The Journal of Arthroplasty, Volume 32, Issue 8, 2417 - 2420

Risk-Benefit on Quality of Life After Total Knee Arthroplasty in Octogenarians

Lizaur-Utrilla, Alejandro et al.


Clinical outcomes of total knee arthroplasty (TKA) in very older patients have been widely studied, but the available evidence on quality of life (QOL) is limited. The objective was to evaluate the impact of TKA on the QOL in octogenarian patients and assess whether the risk-benefit justified surgery.


Prospective study comparing 143 octogenarian and 149 septuagenarian patients. QOL was assessed with the Short Form-12 (SF-12) and the Western Ontario and McMaster Universities Arthritis Index (WOMAC) questionnaires and functional outcomes with the Knee Society score (KSS). Comorbidity, complications, pain, and satisfaction were also assessed.


Mean postoperative follow-up was 3.2 years (range, 2-5 years). Comorbidities, medical complications, transfusion rate, and length stay were not different between groups (P < .05). Comorbidities and complications had no influence on the outcomes.
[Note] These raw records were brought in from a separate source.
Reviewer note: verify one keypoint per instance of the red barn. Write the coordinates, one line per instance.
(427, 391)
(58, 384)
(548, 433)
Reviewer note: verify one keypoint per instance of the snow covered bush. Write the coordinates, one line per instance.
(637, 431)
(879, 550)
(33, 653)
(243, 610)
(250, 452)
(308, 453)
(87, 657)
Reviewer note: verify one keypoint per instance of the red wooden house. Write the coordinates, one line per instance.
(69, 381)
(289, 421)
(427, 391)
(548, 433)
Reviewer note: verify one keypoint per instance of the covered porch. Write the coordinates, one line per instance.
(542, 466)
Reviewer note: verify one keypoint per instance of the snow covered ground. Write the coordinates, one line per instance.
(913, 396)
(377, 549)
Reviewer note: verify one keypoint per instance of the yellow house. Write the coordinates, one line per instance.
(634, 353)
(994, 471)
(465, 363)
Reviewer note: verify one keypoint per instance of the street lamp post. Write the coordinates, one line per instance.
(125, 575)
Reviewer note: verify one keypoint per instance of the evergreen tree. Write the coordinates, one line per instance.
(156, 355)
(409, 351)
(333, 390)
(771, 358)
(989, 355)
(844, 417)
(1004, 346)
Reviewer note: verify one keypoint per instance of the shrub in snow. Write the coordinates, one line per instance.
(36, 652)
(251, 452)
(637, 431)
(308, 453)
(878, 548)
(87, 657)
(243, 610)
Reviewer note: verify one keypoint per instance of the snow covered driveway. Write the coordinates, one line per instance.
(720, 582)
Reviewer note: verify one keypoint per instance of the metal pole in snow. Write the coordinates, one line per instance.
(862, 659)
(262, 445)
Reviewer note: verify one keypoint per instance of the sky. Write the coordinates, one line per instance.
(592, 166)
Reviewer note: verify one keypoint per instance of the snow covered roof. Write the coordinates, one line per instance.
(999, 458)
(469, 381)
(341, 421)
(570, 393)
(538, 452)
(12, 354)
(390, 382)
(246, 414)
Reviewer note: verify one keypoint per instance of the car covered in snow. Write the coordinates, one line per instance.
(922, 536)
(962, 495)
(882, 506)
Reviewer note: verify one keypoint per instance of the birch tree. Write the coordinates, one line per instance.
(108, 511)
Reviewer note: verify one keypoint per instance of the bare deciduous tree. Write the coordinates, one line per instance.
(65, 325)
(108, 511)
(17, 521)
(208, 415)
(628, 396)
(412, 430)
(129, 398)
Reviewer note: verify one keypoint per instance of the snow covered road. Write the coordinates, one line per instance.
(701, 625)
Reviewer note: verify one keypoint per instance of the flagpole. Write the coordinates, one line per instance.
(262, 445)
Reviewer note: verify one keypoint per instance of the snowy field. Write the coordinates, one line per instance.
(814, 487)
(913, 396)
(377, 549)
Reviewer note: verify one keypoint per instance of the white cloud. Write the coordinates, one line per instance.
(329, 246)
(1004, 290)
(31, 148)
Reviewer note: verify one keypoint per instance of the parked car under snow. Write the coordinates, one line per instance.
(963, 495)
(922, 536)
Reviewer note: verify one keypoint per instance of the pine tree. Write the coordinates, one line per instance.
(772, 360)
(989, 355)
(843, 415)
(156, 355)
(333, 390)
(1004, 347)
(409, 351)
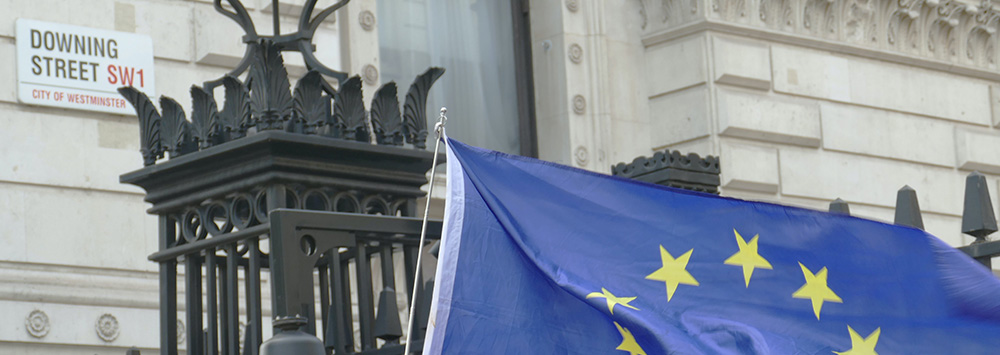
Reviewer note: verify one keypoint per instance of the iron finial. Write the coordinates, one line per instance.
(908, 209)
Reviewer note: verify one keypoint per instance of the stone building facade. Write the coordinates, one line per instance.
(804, 101)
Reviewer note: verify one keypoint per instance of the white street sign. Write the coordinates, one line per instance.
(79, 67)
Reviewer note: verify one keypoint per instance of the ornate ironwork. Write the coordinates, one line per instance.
(414, 111)
(269, 148)
(671, 168)
(300, 40)
(265, 100)
(266, 103)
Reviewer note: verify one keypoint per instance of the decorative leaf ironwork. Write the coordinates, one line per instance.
(311, 106)
(386, 119)
(175, 130)
(204, 118)
(349, 111)
(149, 124)
(414, 110)
(270, 91)
(235, 115)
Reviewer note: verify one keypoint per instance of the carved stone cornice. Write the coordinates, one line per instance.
(944, 33)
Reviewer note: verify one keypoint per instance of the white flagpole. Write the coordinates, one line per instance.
(438, 132)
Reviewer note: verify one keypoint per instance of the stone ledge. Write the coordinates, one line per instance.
(703, 25)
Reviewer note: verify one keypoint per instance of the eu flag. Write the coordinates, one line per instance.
(539, 258)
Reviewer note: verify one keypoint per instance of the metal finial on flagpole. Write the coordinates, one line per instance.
(438, 134)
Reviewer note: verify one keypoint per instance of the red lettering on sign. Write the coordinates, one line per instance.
(119, 74)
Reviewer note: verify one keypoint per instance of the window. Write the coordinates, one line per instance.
(474, 41)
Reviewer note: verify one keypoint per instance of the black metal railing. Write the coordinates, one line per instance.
(302, 244)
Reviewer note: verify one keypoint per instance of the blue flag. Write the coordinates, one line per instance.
(539, 258)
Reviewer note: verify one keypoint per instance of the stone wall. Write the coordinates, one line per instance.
(804, 101)
(74, 277)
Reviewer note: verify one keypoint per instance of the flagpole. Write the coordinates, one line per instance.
(438, 132)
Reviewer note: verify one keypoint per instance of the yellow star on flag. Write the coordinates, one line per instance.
(612, 299)
(816, 289)
(628, 342)
(862, 346)
(673, 272)
(747, 257)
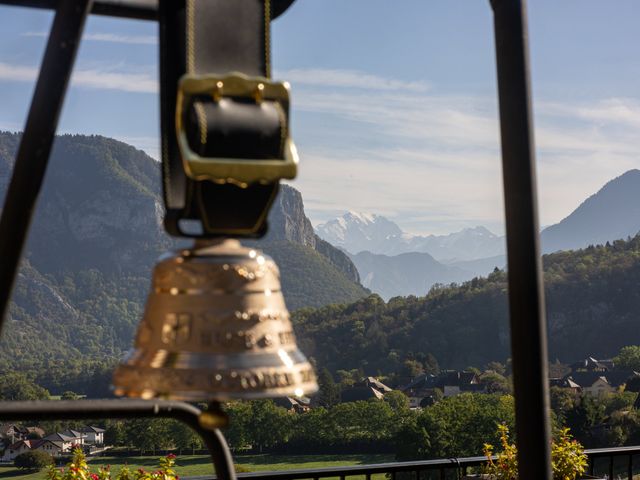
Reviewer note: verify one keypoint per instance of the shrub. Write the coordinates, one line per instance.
(78, 469)
(568, 459)
(33, 460)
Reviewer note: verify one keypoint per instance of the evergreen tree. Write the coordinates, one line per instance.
(329, 393)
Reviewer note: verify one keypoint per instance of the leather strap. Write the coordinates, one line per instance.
(217, 36)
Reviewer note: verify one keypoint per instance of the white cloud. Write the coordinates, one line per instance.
(94, 78)
(441, 155)
(107, 37)
(348, 79)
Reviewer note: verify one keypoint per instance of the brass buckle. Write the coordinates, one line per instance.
(243, 171)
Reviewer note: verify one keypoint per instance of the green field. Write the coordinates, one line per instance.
(188, 465)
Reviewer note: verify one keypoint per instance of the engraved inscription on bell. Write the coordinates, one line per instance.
(215, 328)
(176, 329)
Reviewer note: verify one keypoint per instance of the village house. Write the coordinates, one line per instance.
(368, 388)
(93, 435)
(294, 405)
(56, 444)
(16, 448)
(422, 390)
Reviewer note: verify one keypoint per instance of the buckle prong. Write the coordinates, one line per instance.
(238, 171)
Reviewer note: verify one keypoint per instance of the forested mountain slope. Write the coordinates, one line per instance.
(593, 303)
(97, 233)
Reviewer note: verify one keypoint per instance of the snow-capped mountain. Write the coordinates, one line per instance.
(357, 232)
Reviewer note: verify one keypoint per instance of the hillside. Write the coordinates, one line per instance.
(357, 232)
(405, 274)
(610, 214)
(96, 235)
(593, 304)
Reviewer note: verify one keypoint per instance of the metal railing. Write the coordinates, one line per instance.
(602, 463)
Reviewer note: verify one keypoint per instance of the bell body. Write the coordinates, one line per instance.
(215, 327)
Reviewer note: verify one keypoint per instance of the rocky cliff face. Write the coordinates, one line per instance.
(95, 236)
(288, 222)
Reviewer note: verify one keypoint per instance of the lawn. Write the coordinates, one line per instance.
(188, 465)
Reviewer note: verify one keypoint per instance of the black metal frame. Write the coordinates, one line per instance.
(441, 469)
(528, 327)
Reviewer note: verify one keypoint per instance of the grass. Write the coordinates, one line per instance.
(193, 465)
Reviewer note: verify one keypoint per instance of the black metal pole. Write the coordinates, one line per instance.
(526, 294)
(33, 154)
(91, 409)
(135, 9)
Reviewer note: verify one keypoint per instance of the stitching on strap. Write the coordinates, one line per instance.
(267, 38)
(191, 67)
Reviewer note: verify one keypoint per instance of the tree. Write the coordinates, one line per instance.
(397, 400)
(270, 425)
(237, 432)
(69, 395)
(33, 460)
(17, 386)
(184, 437)
(633, 385)
(497, 367)
(412, 368)
(329, 394)
(495, 383)
(459, 426)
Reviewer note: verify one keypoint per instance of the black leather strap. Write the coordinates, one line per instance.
(217, 36)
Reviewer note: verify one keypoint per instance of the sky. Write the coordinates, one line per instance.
(394, 102)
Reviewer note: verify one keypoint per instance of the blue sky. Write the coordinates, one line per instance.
(394, 102)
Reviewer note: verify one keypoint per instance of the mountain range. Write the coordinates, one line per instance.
(373, 242)
(96, 234)
(357, 232)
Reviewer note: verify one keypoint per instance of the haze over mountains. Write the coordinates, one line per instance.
(392, 262)
(358, 232)
(96, 234)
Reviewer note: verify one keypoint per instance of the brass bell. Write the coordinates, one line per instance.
(215, 327)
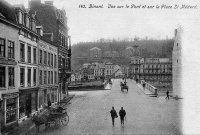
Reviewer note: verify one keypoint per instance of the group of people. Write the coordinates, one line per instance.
(122, 114)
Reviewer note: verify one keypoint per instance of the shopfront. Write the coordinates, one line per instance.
(42, 97)
(10, 111)
(54, 95)
(28, 100)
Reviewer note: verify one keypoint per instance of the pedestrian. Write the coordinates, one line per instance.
(122, 114)
(167, 93)
(113, 115)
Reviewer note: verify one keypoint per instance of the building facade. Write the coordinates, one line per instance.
(9, 73)
(157, 71)
(28, 62)
(48, 74)
(177, 63)
(55, 33)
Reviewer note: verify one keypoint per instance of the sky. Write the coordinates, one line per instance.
(89, 24)
(93, 24)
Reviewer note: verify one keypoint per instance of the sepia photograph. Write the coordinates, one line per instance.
(99, 67)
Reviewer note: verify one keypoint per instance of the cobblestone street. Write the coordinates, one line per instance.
(89, 113)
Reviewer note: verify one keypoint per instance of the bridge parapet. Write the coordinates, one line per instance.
(149, 87)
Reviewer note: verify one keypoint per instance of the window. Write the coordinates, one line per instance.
(49, 59)
(40, 77)
(49, 78)
(20, 17)
(11, 74)
(45, 57)
(45, 77)
(2, 76)
(2, 47)
(22, 52)
(61, 39)
(24, 19)
(29, 77)
(22, 77)
(66, 43)
(34, 56)
(34, 76)
(33, 25)
(11, 110)
(55, 77)
(55, 61)
(40, 57)
(27, 21)
(11, 49)
(29, 54)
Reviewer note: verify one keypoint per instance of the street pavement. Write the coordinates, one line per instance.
(89, 113)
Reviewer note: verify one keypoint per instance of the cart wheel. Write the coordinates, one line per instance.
(57, 123)
(65, 120)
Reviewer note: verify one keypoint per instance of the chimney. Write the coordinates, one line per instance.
(39, 30)
(50, 3)
(34, 3)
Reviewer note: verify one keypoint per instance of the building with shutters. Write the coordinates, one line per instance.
(55, 33)
(9, 71)
(177, 63)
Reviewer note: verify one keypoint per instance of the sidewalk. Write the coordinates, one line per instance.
(27, 125)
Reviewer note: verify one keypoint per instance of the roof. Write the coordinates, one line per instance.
(7, 12)
(95, 48)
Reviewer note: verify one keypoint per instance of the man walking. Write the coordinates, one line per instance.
(113, 115)
(122, 114)
(167, 94)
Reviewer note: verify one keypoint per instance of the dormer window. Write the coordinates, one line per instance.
(20, 17)
(27, 21)
(33, 25)
(24, 19)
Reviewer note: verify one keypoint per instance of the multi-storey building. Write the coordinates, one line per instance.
(135, 62)
(48, 73)
(95, 52)
(157, 71)
(55, 33)
(9, 73)
(177, 63)
(109, 68)
(125, 70)
(28, 62)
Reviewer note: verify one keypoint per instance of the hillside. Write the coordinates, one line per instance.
(148, 48)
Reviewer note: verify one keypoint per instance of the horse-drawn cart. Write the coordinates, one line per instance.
(51, 116)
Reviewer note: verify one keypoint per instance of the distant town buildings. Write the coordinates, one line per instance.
(177, 63)
(34, 54)
(55, 33)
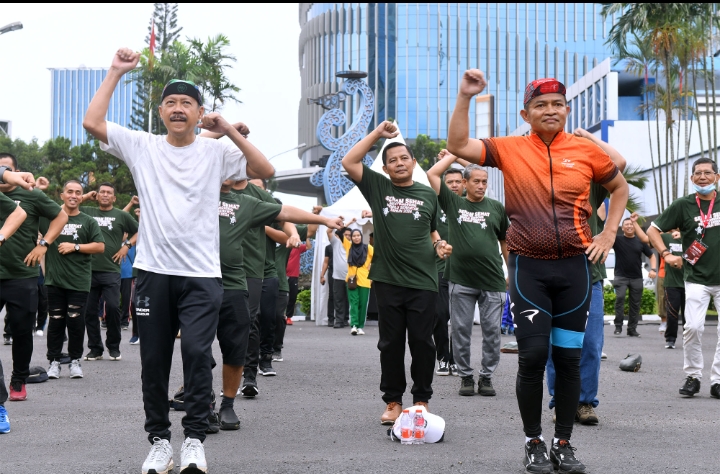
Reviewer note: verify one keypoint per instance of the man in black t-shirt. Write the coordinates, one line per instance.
(629, 249)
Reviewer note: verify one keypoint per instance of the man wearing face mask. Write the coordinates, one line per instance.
(697, 216)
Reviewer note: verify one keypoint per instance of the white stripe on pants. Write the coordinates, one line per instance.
(697, 298)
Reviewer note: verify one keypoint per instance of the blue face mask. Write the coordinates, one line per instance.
(704, 190)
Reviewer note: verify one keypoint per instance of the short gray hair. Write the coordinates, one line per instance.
(467, 172)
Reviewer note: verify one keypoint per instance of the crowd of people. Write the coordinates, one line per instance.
(434, 258)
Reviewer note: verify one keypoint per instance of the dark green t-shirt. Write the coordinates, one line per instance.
(684, 214)
(403, 218)
(475, 229)
(442, 228)
(113, 224)
(255, 242)
(673, 276)
(72, 271)
(239, 215)
(597, 195)
(13, 252)
(282, 252)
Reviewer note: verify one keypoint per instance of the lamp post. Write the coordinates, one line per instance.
(11, 27)
(286, 151)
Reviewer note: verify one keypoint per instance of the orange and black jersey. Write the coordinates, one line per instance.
(547, 191)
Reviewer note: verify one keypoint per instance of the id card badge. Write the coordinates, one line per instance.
(694, 252)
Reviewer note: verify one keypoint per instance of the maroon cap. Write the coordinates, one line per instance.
(539, 87)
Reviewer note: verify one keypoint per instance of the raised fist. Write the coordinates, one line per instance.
(472, 83)
(387, 130)
(125, 60)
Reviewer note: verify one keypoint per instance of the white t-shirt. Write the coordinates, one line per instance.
(339, 258)
(179, 189)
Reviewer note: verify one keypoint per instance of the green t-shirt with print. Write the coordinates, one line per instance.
(282, 252)
(255, 242)
(475, 229)
(113, 224)
(673, 276)
(684, 214)
(13, 252)
(240, 214)
(72, 271)
(403, 218)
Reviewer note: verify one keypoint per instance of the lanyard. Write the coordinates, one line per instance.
(705, 218)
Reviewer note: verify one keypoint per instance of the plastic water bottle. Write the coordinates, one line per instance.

There were no significant differences in preoperative knee KSS, WOMAC, or SF-12 mental scores, but octogenarians had significantly lower functional KSS (P = .003) and SF-12 physical scores (P = .005). At the last follow-up, there were no significant differences in KSS, WOMAC, and SF-12 physical scores (P < .05), but octogenarians had higher SF-12 mental (P = .030) and satisfaction (P = .031) scores.


TKA provided pain relief, satisfaction, and improvement in QOL for octogenarian patients to the level of the septuagenarian patients. TKA was a suitable option for octogenarian patients with appropriate surgical indications and manageable risk.